O advogado Arnaldo Versiani, que já foi ministro classista
no TSE, promoveu de forma clara e metódica, em pouco mais de dez minutos, a
sustentação oral. Apontou erros, inclusive de soma, cometidos pela assessoria
do tribunal, nas planilhas e pareceres, tais como: (1) contar valores em dobro;
(2) exigir nota fiscal em demonstrativo de certo mês quando o efetivo pagamento
só ocorreu no mês seguinte; (3) qualificar de irregularidade o que era simples
impropriedade. O advogado pleiteou a aprovação das contas.
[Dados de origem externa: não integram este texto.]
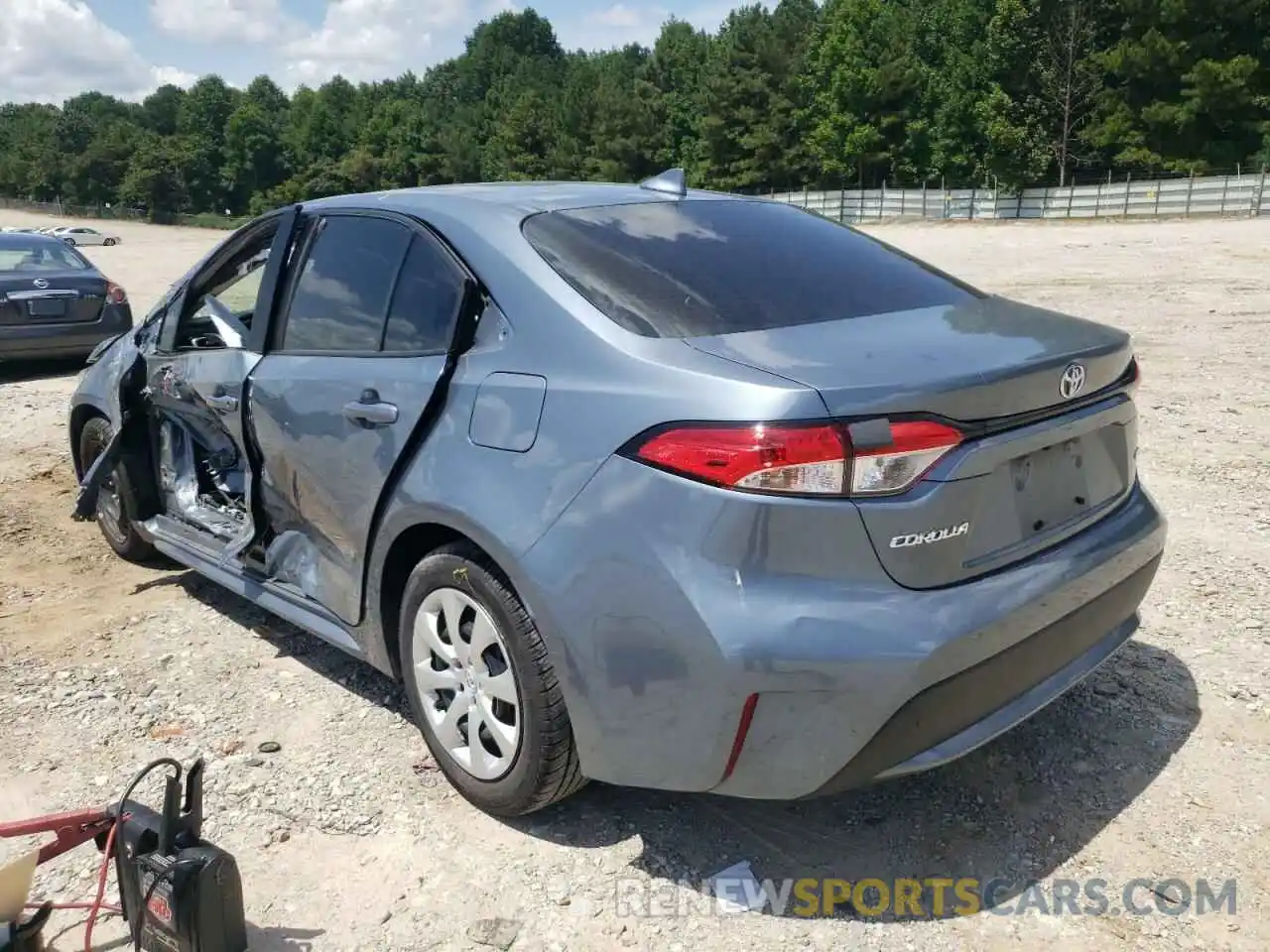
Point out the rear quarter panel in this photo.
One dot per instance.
(602, 388)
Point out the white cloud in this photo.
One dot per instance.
(223, 21)
(621, 17)
(53, 50)
(371, 40)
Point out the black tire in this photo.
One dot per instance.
(545, 769)
(116, 522)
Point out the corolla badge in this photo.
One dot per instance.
(925, 538)
(1072, 381)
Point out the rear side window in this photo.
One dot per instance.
(699, 268)
(341, 294)
(425, 303)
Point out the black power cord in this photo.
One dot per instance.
(121, 816)
(150, 892)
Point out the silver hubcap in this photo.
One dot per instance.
(466, 683)
(109, 508)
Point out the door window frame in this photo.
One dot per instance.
(418, 231)
(187, 298)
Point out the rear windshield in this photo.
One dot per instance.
(698, 268)
(40, 255)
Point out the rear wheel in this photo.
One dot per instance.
(117, 502)
(481, 687)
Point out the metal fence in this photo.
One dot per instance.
(1243, 194)
(107, 212)
(1218, 194)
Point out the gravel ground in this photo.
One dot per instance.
(348, 838)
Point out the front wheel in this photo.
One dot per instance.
(481, 687)
(116, 502)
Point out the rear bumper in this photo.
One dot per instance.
(44, 340)
(949, 720)
(690, 601)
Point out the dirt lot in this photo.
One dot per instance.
(347, 837)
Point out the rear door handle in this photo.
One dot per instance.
(370, 411)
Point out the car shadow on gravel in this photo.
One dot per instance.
(273, 938)
(1008, 814)
(30, 371)
(293, 642)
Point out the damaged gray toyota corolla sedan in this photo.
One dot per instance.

O representante do
MP, procurador da república, em pouco mais de cinco minutos, reportou-se ao
parecer escrito da procuradoria, ressaltou alguns erros no trabalho da
assessoria do tribunal e opinou pela aprovação das contas. O procurador
encerrou a sua fala reafirmando a sua independência funcional, o seu
posicionamento como custos legis e repudiando as ofensas dirigidas contra a
sua corporação. Ao votarem, os ministros foram sucintos, salvo o relator. Todos
votaram pela aprovação das contas; alguns não aderiram às proposições do
relator.
Do que se viu e ouviu na sessão, conclui-se que faltou
isenção aos assessores do tribunal. O incenso que sobre eles fumigou o
presidente não afasta esta realidade: é possível trabalhar intensamente e varar
madrugadas com bons e maus propósitos. Prolixidade e substancialidade não se
confundem. Assim, também, não se há de confundir o trabalho do perito (investigar,
espiolhar, reunir dados e emitir parecer ou laudo) com o trabalho do juiz (fixar
os limites da lide, examinar a prova e julgar). O relator gastou mais de duas
horas para expor o seu voto quando menos de meia hora bastava para solucionar
um caso em que prevaleciam números e não idéias. Abusou da paciência do
público. Dicção ruim. Repetições enjoativas. Modulação na voz, do pico à
planura, em prejuízo da nitidez. Ocupou grande parte do tempo espiolhando peças
da assessoria do tribunal e da comissão composta de funcionários do Banco Central,
do Tribunal de Contas da União e da Receita Federal, o que revela deficiência
técnica na arte de julgar. O relator quis passar ao público a imagem de juiz meticuloso,
imparcial, a fim de camuflar argumentação capciosa. Aparentava o aborrecimento
de quem está sendo contrariado, como se os demais ministros houvessem dado sinal
antecipado de que não apoiariam manobras. Para compensar a frustração, o
relator usou circunlóquios. Nesse mecanismo compensatório, ele propôs a remessa
das contas da presidente reeleita aos órgãos fiscalizadores visando a um exame
mais demorado e votou pela aprovação com ressalvas, contentando parcialmente a assessoria
do tribunal, cujo parecer era pela rejeição das contas.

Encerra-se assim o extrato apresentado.